CLP, one of the two main electricity generators in the city, will seek government consent for the project in a forthcoming development plan, Chief Executive Officer Richard Lancaster said Tuesday in an interview with Bloomberg Television. The utility said last year it was revisiting wind technology after shelving a project a decade earlier because of high costs.
“The cost of the technology has come down considerably,” Lancaster said. “Even in a place like Hong Kong, which is very crowded, and the wind resource is not that good, but we now believe that offshore wind can be a viable technology.”
Costs of electricity from offshore wind projects in China have fallen from about $259 per megawatt-hour in early 2014 to $78 in the first half of this year, according to BloombergNEF data. That’s about the same as the costs of coal- and gas-fired electricity. Hong Kong has set a goal to achieve net-zero emissions by 2050.

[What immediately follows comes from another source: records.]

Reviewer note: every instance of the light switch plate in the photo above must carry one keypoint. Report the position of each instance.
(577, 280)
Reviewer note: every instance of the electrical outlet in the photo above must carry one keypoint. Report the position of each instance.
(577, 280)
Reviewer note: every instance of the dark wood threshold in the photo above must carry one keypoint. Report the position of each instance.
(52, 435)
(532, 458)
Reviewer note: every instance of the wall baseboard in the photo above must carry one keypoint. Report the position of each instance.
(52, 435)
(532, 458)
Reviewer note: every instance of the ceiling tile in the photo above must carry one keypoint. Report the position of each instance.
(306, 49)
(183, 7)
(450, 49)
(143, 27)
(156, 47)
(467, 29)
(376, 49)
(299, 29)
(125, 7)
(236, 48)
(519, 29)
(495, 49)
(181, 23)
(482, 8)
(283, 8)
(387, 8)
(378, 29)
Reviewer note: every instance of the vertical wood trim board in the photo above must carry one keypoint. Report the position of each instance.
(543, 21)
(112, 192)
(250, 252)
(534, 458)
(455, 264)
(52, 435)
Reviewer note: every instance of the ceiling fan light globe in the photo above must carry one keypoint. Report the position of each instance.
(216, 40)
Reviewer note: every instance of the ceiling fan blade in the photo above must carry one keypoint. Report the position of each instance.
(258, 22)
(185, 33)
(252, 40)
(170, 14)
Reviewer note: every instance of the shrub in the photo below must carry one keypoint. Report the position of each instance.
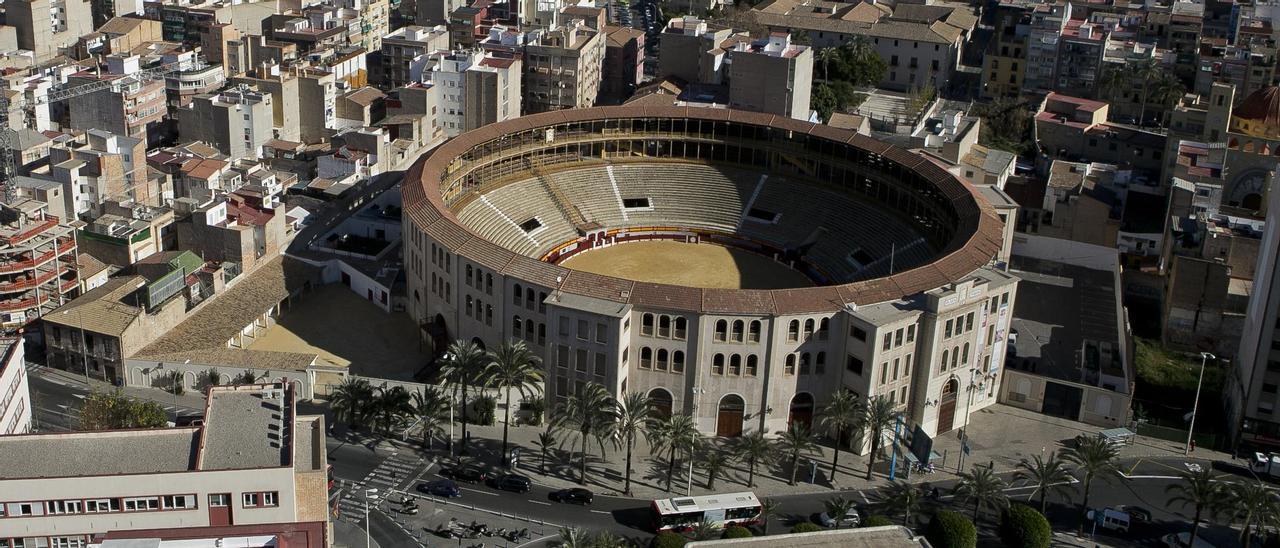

Rising prices for fossil fuels have pressured CLP’s business, which also operates in mainland China, Australia, India and Southeast Asia. The company on Monday reported losses of HK$4.9 billion ($624 million) in the first half of the year, compared to a HK$4.6 billion profit in the same period in 2021.
“When energy prices rise, that inevitably puts pressure on our business,” Lancaster said. “We’re seeing that everywhere we operate.”